One of the loopholes in the Can-Spam laws is in the area of identification. The laws require the sender of an e-mail solicitation to identify themselves via postal address in the e-mail body. Anyone who has actually gone to some of these addresses listed in many high-volume e-mail addresses (like I have) will soon discover that they are standing in front of the local UPS store and a bank of rented mail boxes. In fact, I would venture to guess that if they passed legislation banning e-mail completely, we’d see UPS' revenue take a big hit.

The problem, of course, is that while you have to supply a postal address, you don’t actually have to supply a real company name. You can (and most do) supply a fake company name and rent a postal address. Now, if you are clever enough (and you hit the late shift), you might be able to actually find out the real company behind the company. But don’t count on it. Usually this kind of detective work takes a lot of time and patience, plus the knowledge gained by examining thousands of e-mails and “Whois” lookups for their unique “finger print.”

By “finger print,” what I mean is that companies often register their domains in a similar way that you can recognize after you’ve looked up about 5,000 of them. It could be an administrator’s name, a server, or the way a privacy statement is written.

That is, unless they register with “Domains By Proxie.” Domains By Proxie was originally set up so that people who register domain names could not be identified and thus spammed. For instance, I met a vendor once at a DMA show whose whole business was supplying you with the names and addresses of people who registered domain names in the last 30 days. Domains By Proxie was designed to prevent that kind of behavior.

Unfortunately, that which protects the spamee also protects the spammer. By registering with Domains By Proxie, it pretty much guarantees that spammers can’t be identified, except through whatever postal address you want to supply in the e-mail.

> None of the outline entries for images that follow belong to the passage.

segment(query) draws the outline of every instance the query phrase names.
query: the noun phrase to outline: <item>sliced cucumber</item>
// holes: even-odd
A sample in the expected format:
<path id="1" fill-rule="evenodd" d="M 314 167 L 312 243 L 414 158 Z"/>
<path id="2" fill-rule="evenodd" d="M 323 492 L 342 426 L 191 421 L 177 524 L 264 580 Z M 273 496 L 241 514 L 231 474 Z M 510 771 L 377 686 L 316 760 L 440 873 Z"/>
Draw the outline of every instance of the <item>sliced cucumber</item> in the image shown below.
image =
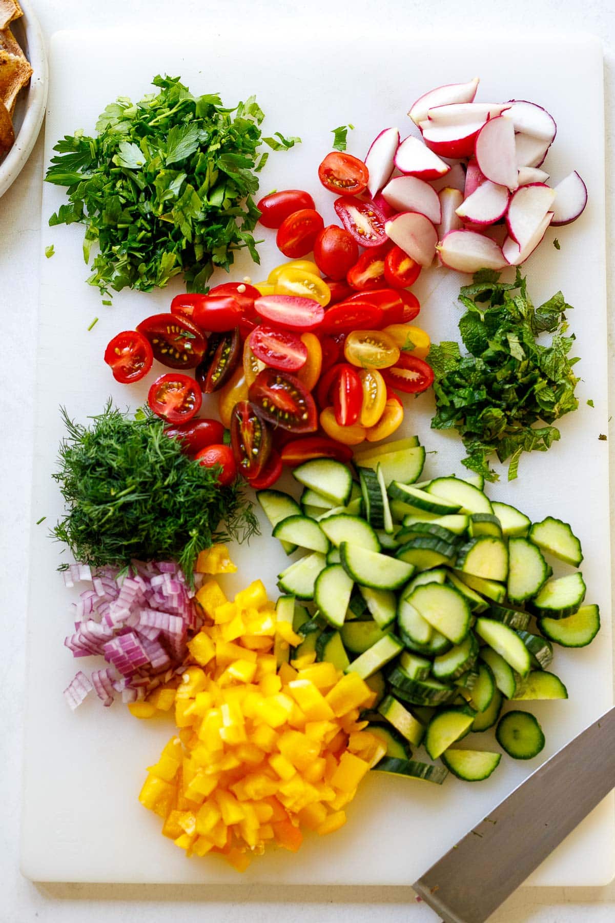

Many e-mail service providers such as PostMaster Direct have no problem identifying themselves in their e-mails and in their Whois address lookups. In order to start bringing legitimacy back to the space, others need to do likewise. And Can-Spam needs to close the loopholes by requiring a real address: the company’s headquarters and a real company name. And proxies need to be outlawed for those who want my in-box business.